By IRENE CHAPPLE
Struggling businesses may be pulled back from the brink under a revamp of New Zealand's insolvency laws, but some details of the proposed changes are coming under criticism.
The Government plans to introduce voluntary administration for troubled businesses, which would aim to save the business or, if failure was inevitable, maximise the financial return to creditors.
That approach would be an alternative to the current regime where failing businesses are put into liquidation by creditors or directors and outstanding funds are recovered by selling assets or coming to agreement with creditors.
Under the proposed voluntary administration regime, firms which qualify would be given a 28-day moratorium on creditors' claims, while they attempted to trade through their difficulties.
But while few people would disagree with the intention, insolvency practitioners and lobbyists say the actual impact is debatable.
The key changes, including the planned introduction of voluntary administration, were announced in February, but the draft bill was revealed last week and is now open for public discussion.
The Government says the bill should to be ready for introduction to Parliament by the end of the year.
Its proposed voluntary administration regime is based around Australia's, operating for 14 years.
As well as voluntary administration, the Government is mooting several other changes including the licensing of insolvency practitioners, stricter regulation of "phoenix companies" - those which rise from the ashes of a failed company, leaving the original firm's debts unpaid - and a new criminal offence for directors who intend to defraud creditors.
Personal bankruptcy is to be streamlined and the protection and limits for employees' claims will be increased.
But it is the voluntary administrations regime that could - although not everyone agrees - have a substantial impact on how business operates in New Zealand.

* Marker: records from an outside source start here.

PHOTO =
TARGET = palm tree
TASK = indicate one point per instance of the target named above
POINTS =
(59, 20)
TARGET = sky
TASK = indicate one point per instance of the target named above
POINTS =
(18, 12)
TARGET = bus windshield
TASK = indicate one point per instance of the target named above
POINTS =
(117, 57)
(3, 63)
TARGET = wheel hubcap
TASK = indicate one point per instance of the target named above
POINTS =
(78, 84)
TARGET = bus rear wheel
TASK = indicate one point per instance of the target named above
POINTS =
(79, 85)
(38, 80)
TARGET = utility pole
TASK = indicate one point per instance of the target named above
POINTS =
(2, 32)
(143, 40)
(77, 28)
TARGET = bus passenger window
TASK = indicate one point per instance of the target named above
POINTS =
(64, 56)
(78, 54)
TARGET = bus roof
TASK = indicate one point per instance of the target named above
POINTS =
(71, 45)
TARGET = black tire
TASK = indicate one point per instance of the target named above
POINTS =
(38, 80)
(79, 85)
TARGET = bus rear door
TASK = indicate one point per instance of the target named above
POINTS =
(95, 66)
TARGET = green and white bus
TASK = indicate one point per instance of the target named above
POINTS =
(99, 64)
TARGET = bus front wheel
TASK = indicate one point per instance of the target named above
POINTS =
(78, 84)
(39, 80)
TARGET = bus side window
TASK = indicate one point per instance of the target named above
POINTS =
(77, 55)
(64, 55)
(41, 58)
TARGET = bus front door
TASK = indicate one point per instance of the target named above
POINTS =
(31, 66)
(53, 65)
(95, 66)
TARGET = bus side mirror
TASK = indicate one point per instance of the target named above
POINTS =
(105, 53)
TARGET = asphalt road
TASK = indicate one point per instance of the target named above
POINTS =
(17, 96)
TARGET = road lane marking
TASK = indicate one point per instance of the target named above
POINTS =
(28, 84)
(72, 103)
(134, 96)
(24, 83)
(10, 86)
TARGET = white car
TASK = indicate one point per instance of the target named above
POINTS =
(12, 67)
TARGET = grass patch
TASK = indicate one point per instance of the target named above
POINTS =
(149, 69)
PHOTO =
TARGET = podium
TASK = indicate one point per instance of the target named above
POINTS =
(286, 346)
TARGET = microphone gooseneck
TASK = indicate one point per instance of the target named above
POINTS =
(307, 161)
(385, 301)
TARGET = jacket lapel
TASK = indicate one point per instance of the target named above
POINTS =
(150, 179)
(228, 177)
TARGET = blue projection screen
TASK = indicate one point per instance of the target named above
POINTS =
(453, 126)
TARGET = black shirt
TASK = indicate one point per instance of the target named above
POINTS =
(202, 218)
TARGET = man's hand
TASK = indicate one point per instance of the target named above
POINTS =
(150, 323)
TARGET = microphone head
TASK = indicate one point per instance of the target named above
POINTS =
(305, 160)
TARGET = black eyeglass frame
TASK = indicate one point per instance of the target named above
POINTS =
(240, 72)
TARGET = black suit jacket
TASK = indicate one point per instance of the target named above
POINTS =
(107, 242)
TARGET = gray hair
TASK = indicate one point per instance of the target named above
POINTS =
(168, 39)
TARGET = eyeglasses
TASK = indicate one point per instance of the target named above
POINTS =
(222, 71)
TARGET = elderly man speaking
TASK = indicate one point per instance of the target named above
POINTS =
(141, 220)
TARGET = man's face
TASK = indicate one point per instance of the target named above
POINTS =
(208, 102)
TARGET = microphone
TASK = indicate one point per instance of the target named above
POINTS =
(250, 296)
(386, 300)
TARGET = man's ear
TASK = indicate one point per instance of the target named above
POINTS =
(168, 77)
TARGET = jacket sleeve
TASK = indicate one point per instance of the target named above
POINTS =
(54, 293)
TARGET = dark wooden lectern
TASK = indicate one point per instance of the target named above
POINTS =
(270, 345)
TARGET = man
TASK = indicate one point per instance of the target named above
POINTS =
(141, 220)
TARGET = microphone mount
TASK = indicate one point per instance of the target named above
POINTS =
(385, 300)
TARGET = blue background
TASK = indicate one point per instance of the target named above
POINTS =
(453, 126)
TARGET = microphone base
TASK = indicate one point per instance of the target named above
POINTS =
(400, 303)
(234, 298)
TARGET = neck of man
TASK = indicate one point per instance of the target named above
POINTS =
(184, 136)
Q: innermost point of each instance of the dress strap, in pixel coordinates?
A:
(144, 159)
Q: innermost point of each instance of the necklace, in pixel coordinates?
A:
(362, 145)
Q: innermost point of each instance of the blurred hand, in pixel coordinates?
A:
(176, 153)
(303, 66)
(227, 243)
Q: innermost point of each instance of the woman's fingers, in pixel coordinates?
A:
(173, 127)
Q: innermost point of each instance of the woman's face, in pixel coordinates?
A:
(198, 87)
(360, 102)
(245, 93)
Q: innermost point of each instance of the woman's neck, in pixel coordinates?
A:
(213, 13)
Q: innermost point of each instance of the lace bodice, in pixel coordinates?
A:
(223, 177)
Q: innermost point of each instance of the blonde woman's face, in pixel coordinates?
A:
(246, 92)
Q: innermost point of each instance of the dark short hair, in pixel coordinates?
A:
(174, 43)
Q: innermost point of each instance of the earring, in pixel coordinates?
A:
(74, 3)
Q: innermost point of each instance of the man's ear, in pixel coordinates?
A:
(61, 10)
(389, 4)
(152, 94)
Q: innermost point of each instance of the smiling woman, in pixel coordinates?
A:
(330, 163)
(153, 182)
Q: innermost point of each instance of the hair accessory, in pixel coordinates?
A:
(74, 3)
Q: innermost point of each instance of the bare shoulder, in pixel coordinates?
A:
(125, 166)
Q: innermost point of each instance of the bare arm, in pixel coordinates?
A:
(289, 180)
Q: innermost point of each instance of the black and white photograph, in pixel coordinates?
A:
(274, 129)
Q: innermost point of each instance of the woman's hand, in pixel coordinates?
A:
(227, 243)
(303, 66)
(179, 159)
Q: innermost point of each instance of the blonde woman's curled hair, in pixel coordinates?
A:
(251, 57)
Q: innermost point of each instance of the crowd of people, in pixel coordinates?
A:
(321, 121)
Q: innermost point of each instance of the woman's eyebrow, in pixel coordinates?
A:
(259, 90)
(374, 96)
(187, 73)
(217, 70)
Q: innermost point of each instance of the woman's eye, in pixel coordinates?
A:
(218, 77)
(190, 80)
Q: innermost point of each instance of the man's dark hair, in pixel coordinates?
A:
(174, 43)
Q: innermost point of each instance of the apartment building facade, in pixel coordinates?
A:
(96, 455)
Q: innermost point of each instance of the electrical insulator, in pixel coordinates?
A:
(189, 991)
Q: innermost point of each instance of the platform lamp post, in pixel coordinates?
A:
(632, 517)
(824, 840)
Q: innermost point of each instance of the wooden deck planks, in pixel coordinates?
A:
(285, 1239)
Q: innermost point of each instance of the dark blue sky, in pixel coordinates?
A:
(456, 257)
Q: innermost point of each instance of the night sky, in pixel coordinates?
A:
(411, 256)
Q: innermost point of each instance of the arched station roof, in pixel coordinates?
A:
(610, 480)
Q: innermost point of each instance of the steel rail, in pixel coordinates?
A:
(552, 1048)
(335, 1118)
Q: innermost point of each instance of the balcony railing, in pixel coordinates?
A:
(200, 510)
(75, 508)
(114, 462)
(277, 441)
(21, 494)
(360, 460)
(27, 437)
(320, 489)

Most commentators spoken to by the Herald were keen for New Zealand to move to such a regime, if only for the sake of the few businesses which collapse unnecessarily. But views are divided on its effectiveness.
John Vague, of McDonald Vague, who has 25 years' experience in insolvency work, believes voluntary administration would, in many cases, simply add a layer of cost to an inevitable insolvency process.
Ultimately such costs reduce the amount that creditors get back.
However, Vague does believe the complexities associated with larger companies can justify voluntary administration. But the bulk of New Zealand business is small and going through a process of voluntary administration is, says Vague, a waste of time and money.
Preferential treatment for repayment of IRD debt, which will remain under the proposed law, also frustrates Vague and others.
The Institute of Chartered Accountants director of Government relations and strategic projects, David Pickens, cautiously supports the voluntary administration proposals. However, he says it will make little difference to New Zealand business unless the IRD's status as preferential creditor, behind employees, is dropped.
Pickens says Australia does not have such a preference. He argues the IRD - frequently the largest creditor in small insolvencies - does not actively chase the debts, relying instead on its preferential status.
If it did, directors would be forced to admit their financial difficulties much earlier and creditors would ultimately have better returns.
Australia's rules also mean directors can be personally liable for tax debt: "That means there is a very strong incentive to come forward earlier [rather than] continuing to trade," says Pickens.
But both Pickens and Phillips Fox partner Michael Bos, an insolvency specialist, agree the scheme is useful for the businesses it may be able to save.
Going for broke
Insolvency law proposals:
* Business rehabilitation will be encouraged with a voluntary administration regime.
* Consumer debtors with no assets will be given an alternative to bankruptcy.
* It will be a criminal offence for directors to intentionally defraud creditors by using phoenix companies. Restrictions on the reuse of the original company's name.
* Insolvency practitioners may be registered.
* Employees' claims will receive higher priority.
Next steps:
* Submissions close June 11. Government expects the bill to be introduced to Parliament by the end of the year.